Some search engine related conerns regarding Pinoy Top Blogs’ redirect method
Pinoy Top Blogs is a very nice project in that it adds an acceptable measure of objectivity as far as blog rankings go. Nothing could be sweeter than landing in the top 10. But to track hits to Pinoy Top Blog’s partner websites, Pinoy Top Blogs may be using, albeit unknowingly, the HTTP 302 exploit in Google. This documented exploit has been used by some webmasters for “page hijacking”.
Page hijacking as a possible SEO technique was published by Claus Schmidt in his Page Hijack: The 302 Exploit, Redirects and Google paper. Schmidt’s paper can get a little technical sometimes, but in essence, the exploit goes like this:
- Google follows the redirect to the original site but gives the redirecting site credit for the content.
- Google sees two sites with identical content and drops one of them from its index.
- Often the original site is the one dropped (read: banned from Google).
- Sometimes, malicious webmasters may redirect any visitor that clicks on the target page listing to any other page the hijacker chooses to redirect to.
As of May 8, 2005, Schmidt reports that the exploit is still not fixed in Google.
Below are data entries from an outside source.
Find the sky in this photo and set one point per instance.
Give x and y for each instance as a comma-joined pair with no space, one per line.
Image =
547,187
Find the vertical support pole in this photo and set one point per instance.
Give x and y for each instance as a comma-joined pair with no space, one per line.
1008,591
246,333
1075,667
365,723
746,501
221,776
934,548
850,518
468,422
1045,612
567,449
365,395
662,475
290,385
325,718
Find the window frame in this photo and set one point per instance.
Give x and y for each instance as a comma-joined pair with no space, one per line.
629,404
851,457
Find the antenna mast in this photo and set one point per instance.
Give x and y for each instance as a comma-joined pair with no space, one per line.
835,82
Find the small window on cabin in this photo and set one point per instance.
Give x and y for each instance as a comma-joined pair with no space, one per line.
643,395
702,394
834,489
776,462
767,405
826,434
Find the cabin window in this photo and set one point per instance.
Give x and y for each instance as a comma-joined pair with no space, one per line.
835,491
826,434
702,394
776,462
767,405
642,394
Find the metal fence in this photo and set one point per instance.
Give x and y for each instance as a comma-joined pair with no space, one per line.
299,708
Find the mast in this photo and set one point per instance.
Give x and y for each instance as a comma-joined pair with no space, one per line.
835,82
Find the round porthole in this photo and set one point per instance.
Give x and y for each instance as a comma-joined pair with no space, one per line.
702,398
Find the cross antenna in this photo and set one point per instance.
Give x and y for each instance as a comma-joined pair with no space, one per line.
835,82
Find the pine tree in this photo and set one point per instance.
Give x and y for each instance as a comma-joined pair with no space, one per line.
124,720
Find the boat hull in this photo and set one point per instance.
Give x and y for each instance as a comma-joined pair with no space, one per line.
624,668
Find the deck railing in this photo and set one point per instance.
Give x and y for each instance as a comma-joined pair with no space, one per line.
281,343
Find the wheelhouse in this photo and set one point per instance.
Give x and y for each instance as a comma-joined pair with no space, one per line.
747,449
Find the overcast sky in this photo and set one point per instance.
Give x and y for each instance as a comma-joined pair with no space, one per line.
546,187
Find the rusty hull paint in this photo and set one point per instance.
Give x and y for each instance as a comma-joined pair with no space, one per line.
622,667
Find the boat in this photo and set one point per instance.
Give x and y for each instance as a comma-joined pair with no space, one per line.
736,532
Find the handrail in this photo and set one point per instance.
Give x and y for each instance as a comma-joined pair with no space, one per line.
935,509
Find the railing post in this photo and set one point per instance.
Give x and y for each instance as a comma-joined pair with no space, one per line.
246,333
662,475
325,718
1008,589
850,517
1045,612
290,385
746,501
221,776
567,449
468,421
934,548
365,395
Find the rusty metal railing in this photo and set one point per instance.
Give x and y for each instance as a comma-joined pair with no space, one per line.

Disclaimer: I do not believe Pinoy Top Blogs has any intentions of abusing the 302 exploit. I do not know Yugatech personally, but I’ve seen his contributions to the Pinoy blogging community and I know I speak for a lot of Pinoy bloggers in saying how appreciative we are of his contributions. As Schmidt says in his paper:
This is a flaw on the technical side of the search engines. Some webmasters do of course exploit this flaw, but almost all cases I’ve seen are not a deliberate attempt at hijacking. The hijacker and the target are equally innocent as this is something that happens “internally” in the search engines, and in almost all cases the hijacker does not even know that (s)he is hijacking another page.
How the Exploit Is Done
Like Schmidt, this exploit is being published “to make the problem understandable and visible to as many people as possible in order to force action to be taken to prevent further abuse of this exploit.” Use of the exploit is NOT encouraged or endorsed.
Schmidt outlines the steps necessary for carrying out a 302 redirect hijack:
- Googlebot (the “web spider” that Google uses to harvest pages) visits a page with a redirect script. In this example it is a link that redirects to another page using a click tracker script, but it need not be so. That page is the “hijacking” page, or “offending” page.
- This click tracker script issues a server response code “302 Found” when the link is clicked. This response code is the important part; it does not need to be caused by a click tracker script. Most webmaster tools use this response code per default, as it is standard in both ASP and PHP.
- Googlebot indexes the content and makes a list of the links on the hijacker page (including one or more links that are really a redirect script)
- All the links on the hijacker page are sent to a database for storage until another Googlebot is ready to spider them. At this point the connection breaks between your site and the hijacker page, so you (as webmaster) can do nothing about the following:
- Some other Googlebot tries one of these links - this one happens to be the redirect script (Google has thousands of spiders, all are called “Googlebot”)
- It receives a “302 Found” status code and goes “yummy, here’s a nice new page for me”
- It then receives a “Location: www.your-domain.tld” header and hurries to your page to get the content.
- It heads straight to your page without telling your server on what page it found the link it used to get there (as, obviously, it doesn’t know - another Googlebot fetched it)
- It has the URL of the redirect script (which is the link it was given, not the page that link was on), so now it indexes your content as belonging to that URL.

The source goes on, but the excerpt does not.